Comment gérer la question de l’âge sans mentir ni se saboter ?
Vous disposez de plusieurs leviers concrets, tous légaux, pour aborder cette situation sans subir ni vous mettre en danger. Voici ce qui fonctionne réellement, du CV jusqu’à la salle d’entretien.
Ce qu’on peut ajuster sur le CV
Le CV est votre premier filtre, et plusieurs ajustements permettent de réduire l’exposition à l’âgisme sans rien falsifier :
- Supprimer la date de naissance : aucune loi ne vous oblige à l’indiquer.
- Limiter l’historique aux dix à quinze dernières années : présentez l’expérience pertinente, pas l’exhaustivité.
- Omettre les années de diplômes anciens : le titre suffit, l’année n’apporte rien au recruteur.
- Privilegier un format orienté compétences plutôt qu’une chronologie pure, pour déplacer l’attention vers ce que vous savez faire.
Sur la question de l’indication volontaire de l’âge, les avis divergent. Certains coaches recommandent la transparence pour éviter que le recruteur surévalue votre âge par déduction. D’autres estiment qu’afficher le chiffre donne une excuse facile d’élimination avant même la lecture du contenu. Les deux raisonnements se tiennent. Ce qui compte avant tout, c’est la valeur mise en avant, pas la donnée identifiante.
Ce qu’on peut faire en entretien
Si la question est posée, refusez avec calme et repositionnez l’échange. Inutile de citer des articles de loi ou d’entrer en confrontation : une réponse directe suffit.

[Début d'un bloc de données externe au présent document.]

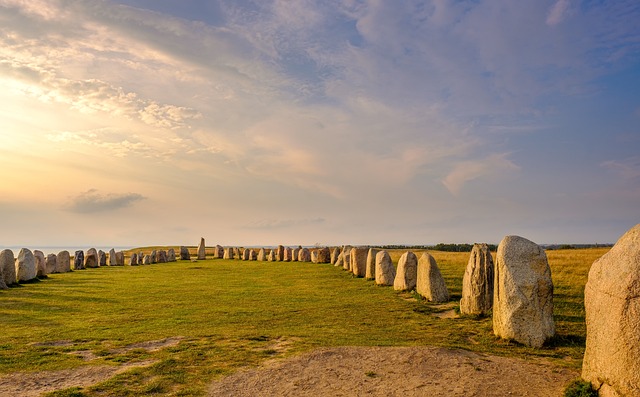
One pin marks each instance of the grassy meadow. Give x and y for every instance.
(228, 314)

L’approche la plus efficace consiste à anticiper les objections implicites que la question révèle. Les recruteurs qui la posent craignent souvent le coût salarial, la durée avant la retraite, ou la dynamique avec une équipe plus jeune. Abordez ces points sans attendre qu’ils soient formulés : montrez votre mobilité, votre capacité d’adaptation, la solidité de votre réseau et la valeur de votre recul professionnel.
Un point mérite d’être dit clairement : un recruteur qui s’arrête à votre âge vous renseigne sur l’entreprise. Concentrer votre énergie sur les structures dotées d’une culture inclusive, d’un label Diversité ou d’une politique senior affichée n’est pas une stratégie par défaut. C’est une façon de candidater là où vous avez de vraies chances d’être évalué sur ce que vous valez.